Perguntado sobre quais questões, ele respondeu, sem citar nomes, à articulação de integrantes da família do ex-presidente Jair Bolsonaro, aqui no Brasil e nos Estados Unidos.
“O exemplo pode ser também a publicação por quem estava nos Estados Unidos, um ex-deputado federal, se dizendo autor, patrocinador do tarifaço. Ao mesmo tempo, alguém aqui no Brasil celebrando nas redes sociais o fato de ter sido imposto”, citou.

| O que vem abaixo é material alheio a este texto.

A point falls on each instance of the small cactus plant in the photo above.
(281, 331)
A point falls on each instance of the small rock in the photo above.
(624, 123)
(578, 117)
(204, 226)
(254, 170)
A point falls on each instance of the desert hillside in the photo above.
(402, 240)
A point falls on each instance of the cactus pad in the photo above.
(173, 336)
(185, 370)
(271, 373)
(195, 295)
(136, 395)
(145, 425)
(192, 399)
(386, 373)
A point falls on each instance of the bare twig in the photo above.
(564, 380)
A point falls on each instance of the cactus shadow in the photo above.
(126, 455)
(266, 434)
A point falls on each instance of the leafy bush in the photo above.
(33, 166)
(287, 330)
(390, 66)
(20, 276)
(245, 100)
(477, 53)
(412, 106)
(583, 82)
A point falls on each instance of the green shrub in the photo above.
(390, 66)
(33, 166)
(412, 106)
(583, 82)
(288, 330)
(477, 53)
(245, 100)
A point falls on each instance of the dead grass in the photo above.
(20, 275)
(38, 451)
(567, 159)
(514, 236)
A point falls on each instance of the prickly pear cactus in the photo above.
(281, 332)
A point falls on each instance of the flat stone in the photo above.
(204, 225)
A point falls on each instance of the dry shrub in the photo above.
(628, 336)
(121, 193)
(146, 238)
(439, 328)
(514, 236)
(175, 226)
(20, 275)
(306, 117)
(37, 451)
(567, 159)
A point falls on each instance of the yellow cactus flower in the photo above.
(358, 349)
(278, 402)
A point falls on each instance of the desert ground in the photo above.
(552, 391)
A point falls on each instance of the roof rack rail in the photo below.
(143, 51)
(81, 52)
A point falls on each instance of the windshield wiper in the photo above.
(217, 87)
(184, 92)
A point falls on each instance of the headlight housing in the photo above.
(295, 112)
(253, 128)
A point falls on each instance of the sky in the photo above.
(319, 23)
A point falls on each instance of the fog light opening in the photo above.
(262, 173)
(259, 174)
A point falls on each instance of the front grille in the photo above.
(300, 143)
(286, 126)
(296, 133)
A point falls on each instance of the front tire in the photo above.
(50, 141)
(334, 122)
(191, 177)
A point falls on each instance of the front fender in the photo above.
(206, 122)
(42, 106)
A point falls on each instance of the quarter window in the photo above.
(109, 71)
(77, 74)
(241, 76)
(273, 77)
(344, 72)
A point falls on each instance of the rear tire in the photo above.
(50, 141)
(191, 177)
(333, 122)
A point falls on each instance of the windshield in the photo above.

A referência é aos filhos do ex-presidente, o deputado cassado Eduardo Bolsonaro, e o senador e pré-candidato à Presidência Flávio Bolsonaro.
Para o ministro, eles não são “capazes de causar algum alvoroço, mas poluem o debate político ou colocam no debate, que é econômico e comercial, um componente político que não deveria estar”.
“Não cabe na mesa de negociação da economia, do comércio bilateral, questões ideológicas, eleitoreiras, pessoalmente oportunistas; isso não tem cabimento”, afirmou.
As declarações de Márcio Elias foram após participar do 1º Fórum Econômico da Transformação Ecológica Brasileira, promovido pelo Banco Nacional de Desenvolvimento Econômico e Social (BNDES), no Rio de Janeiro.
Reunião de alto nível
O ministro chegou a atrasar o discurso dele no evento por causa da reunião com os americanos. Segundo ele, esta foi a quarta reunião de alto nível para tratar do tema com o governo estrangeiro. Houve outras oito de nível técnico.
Sobre a reunião virtual desta quinta-feira, o ministro Márcio Elias informou que foram tratados temas como a aproximação das polícias brasileiras e americana “para combate ao crime organizado transnacional, lavagem de dinheiro e a questão de imigração”.
Também houve conversa sobre a atração de data centers (servidores digitais que processam e armazenam dados) e proteção de patentes. “O Brasil já atua no padrão internacional”, sustentou.
Entenda a ameaça de tarifas
A orientação da USTR para taxar o Brasil, divulgada no início de junho, é resultado de uma investigação baseada na Seção 301 da Lei de Comércio dos EUA.
O governo de Donald Trump acusa o Brasil de concorrência desleal no comércio internacional e cita o Pix como uma das práticas que prejudicariam empresas dos EUA. O Brasil rebateu a acusação.
O ministro do Meio Ambiente e Mudança de Clima, João Paulo Ribeiro Capobianco, participou do encontro no BNDES e refutou outros motivos alegados para taxação, o desmatamento e o comércio ilegal de madeira.
Segundo ele, o desmatamento está controlado, e o país tem rede de rastreamento que impede exportação de madeira ilegal.
“O Ibama libera a exportação verificando toda essa cadeia de custódia, todo o processo regulamentado, registrado”, certificou Capobianco.
O presidente do BNDES, Aloizio Mercadante, comentou sobre a carta pública enviada pelo secretário de Estado (equivale aos nossos ministros) americano, Marco Rubio, ao pré-candidato Flávio Bolsonaro, no qual agradece o convite para colaborar com a equipe de transição de governo, em uma eventual vitória eleitoral em outubro.
“São informações do Estado brasileiro, de estratégia, de desenvolvimento, da defesa, de tecnologia, da área de energia”, listou.
“É uma afronta à soberania e aos interesses nacionais”, concluiu.